Re: [PATCH RFC 1/2] mm: collect the number of anon large folios

Barry Song <21cnbao@xxxxxxxxx> · Thu, 8 Aug 2024 21:20:17 +1200

On Thu, Aug 8, 2024 at 8:17 PM David Hildenbrand <david@xxxxxxxxxx> wrote:
>
> On 08.08.24 10:08, David Hildenbrand wrote:
> > On 08.08.24 10:03, David Hildenbrand wrote:
> >> On 08.08.24 09:08, Barry Song wrote:
> >>> On Thu, Aug 8, 2024 at 1:05 PM Barry Song <21cnbao@xxxxxxxxx> wrote:
> >>>>
> >>>> From: Barry Song <v-songbaohua@xxxxxxxx>
> >>>>
> >>>> When a new anonymous mTHP is added to the rmap, we increase the count.

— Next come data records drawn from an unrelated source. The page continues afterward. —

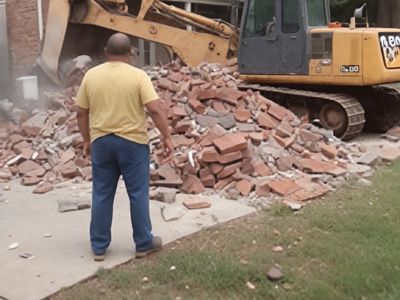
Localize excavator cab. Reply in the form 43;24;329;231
239;0;330;75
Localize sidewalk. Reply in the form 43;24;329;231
0;182;255;300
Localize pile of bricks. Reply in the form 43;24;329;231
0;87;91;193
0;60;400;207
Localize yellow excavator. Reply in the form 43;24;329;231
38;0;238;84
39;0;400;139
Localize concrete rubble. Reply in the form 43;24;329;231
0;60;400;211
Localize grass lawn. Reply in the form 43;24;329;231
52;162;400;300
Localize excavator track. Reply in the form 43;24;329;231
239;84;365;140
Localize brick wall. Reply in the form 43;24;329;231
6;0;47;76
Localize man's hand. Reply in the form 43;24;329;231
83;142;90;157
162;138;174;163
146;100;174;163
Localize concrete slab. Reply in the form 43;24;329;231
0;182;255;300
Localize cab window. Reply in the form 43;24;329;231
244;0;275;37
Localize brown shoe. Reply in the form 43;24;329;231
135;236;162;259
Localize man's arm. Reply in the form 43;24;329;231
77;107;90;155
145;100;174;161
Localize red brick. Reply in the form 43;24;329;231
168;106;187;119
197;89;217;100
216;88;243;105
210;163;224;175
291;143;306;153
218;151;243;164
256;180;271;197
61;147;75;164
199;147;219;162
268;104;292;120
75;158;90;168
268;179;301;196
257;113;279;129
183;197;211;209
296;158;346;176
12;141;32;154
212;101;228;114
320;143;339;159
33;181;54;194
26;166;46;177
157;164;180;180
214;177;232;191
300;129;322;143
18;160;41;175
173;120;192;134
201;174;215;188
286;183;329;202
240;159;254;175
189;98;206;115
199;169;212;179
276;155;297;172
167;72;183;82
10;134;24;145
60;161;81;179
214;133;247;154
200;125;226;146
171;134;194;148
379;147;400;161
249;132;264;146
234;108;251;122
190;78;205;87
20;147;35;159
21;176;42;186
157;78;172;90
253;160;272;176
181;174;205;194
218;162;242;179
275;119;293;138
236;179;254;196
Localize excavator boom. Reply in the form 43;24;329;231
38;0;238;85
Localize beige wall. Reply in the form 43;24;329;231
6;0;47;76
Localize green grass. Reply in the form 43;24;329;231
53;162;400;300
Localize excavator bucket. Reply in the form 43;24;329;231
38;0;71;85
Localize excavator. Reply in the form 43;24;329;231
38;0;400;139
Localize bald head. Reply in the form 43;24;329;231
106;33;132;56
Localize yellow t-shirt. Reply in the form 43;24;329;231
77;62;158;144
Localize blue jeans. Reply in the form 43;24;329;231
90;134;153;254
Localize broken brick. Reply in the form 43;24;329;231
181;174;205;194
256;180;271;197
33;181;54;194
18;160;41;175
252;160;272;176
268;179;301;196
197;89;217;100
300;129;322;143
320;143;339;159
189;98;206;114
218;151;243;164
183;197;211;209
234;108;251;122
216;88;243;105
199;147;219;162
257;113;279;129
21;176;42;186
236;179;254;196
214;133;247;154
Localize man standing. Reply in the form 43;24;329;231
77;33;174;261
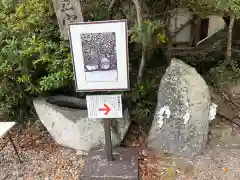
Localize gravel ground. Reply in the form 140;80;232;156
0;121;240;180
0;123;84;180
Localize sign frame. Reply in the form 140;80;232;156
86;94;123;119
68;19;130;92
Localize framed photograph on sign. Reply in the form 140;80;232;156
69;20;129;92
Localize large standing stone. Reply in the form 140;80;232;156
33;96;130;154
52;0;83;40
148;59;211;158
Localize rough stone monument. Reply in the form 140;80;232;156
52;0;83;40
148;59;211;158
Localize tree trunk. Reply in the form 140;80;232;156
132;0;146;83
223;17;235;66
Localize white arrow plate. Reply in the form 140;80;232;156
86;94;123;119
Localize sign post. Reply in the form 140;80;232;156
69;20;139;180
104;119;113;161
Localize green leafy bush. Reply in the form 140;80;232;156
0;0;73;121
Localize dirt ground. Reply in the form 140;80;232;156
0;118;240;180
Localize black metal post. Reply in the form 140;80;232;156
104;119;113;161
8;133;22;164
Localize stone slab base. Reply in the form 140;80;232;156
80;148;139;180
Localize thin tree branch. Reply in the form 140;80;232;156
223;16;235;66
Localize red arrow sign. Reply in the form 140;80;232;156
98;104;111;115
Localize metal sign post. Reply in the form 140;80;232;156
69;20;139;180
104;119;113;161
87;94;123;161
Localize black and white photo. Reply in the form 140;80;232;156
69;20;129;92
81;32;118;82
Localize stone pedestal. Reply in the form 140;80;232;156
80;148;139;180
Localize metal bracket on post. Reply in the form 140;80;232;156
104;119;113;161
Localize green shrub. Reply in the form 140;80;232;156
0;0;73;121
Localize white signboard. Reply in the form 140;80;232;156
86;95;123;118
69;20;129;92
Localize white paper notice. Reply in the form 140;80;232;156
86;94;123;119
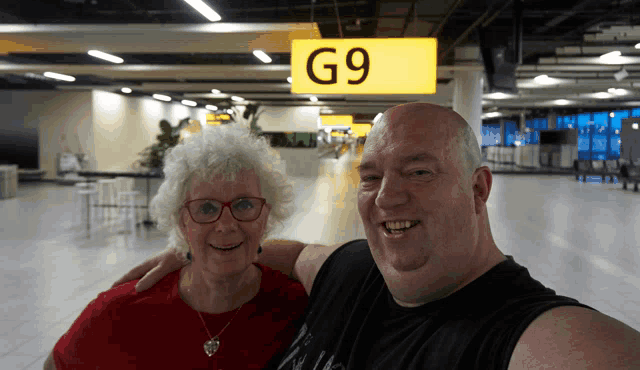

> >>>> We reduce the count whenever an mTHP is completely unmapped.
> >>>>
> >>>> Signed-off-by: Barry Song <v-songbaohua@xxxxxxxx>
> >>>> ---
> >>>>     Documentation/admin-guide/mm/transhuge.rst |  5 +++++
> >>>>     include/linux/huge_mm.h                    | 15 +++++++++++++--
> >>>>     mm/huge_memory.c                           |  2 ++
> >>>>     mm/rmap.c                                  |  3 +++
> >>>>     4 files changed, 23 insertions(+), 2 deletions(-)
> >>>>
> >>>> diff --git a/Documentation/admin-guide/mm/transhuge.rst b/Documentation/admin-guide/mm/transhuge.rst
> >>>> index 058485daf186..715f181543f6 100644
> >>>> --- a/Documentation/admin-guide/mm/transhuge.rst
> >>>> +++ b/Documentation/admin-guide/mm/transhuge.rst
> >>>> @@ -527,6 +527,11 @@ split_deferred
> >>>>             it would free up some memory. Pages on split queue are going to
> >>>>             be split under memory pressure, if splitting is possible.
> >>>>
> >>>> +anon_num
> >>>> +       the number of anon huge pages we have in the whole system.
> >>>> +       These huge pages could be still entirely mapped and have partially
> >>>> +       unmapped and unused subpages.
> >>>> +
> >>>>     As the system ages, allocating huge pages may be expensive as the
> >>>>     system uses memory compaction to copy data around memory to free a
> >>>>     huge page for use. There are some counters in ``/proc/vmstat`` to help
> >>>> diff --git a/include/linux/huge_mm.h b/include/linux/huge_mm.h
> >>>> index e25d9ebfdf89..294c348fe3cc 100644
> >>>> --- a/include/linux/huge_mm.h
> >>>> +++ b/include/linux/huge_mm.h
> >>>> @@ -281,6 +281,7 @@ enum mthp_stat_item {
> >>>>            MTHP_STAT_SPLIT,
> >>>>            MTHP_STAT_SPLIT_FAILED,
> >>>>            MTHP_STAT_SPLIT_DEFERRED,
> >>>> +       MTHP_STAT_NR_ANON,
> >>>>            __MTHP_STAT_COUNT
> >>>>     };
> >>>>
> >>>> @@ -291,14 +292,24 @@ struct mthp_stat {
> >>>>     #ifdef CONFIG_SYSFS
> >>>>     DECLARE_PER_CPU(struct mthp_stat, mthp_stats);
> >>>>
> >>>> -static inline void count_mthp_stat(int order, enum mthp_stat_item item)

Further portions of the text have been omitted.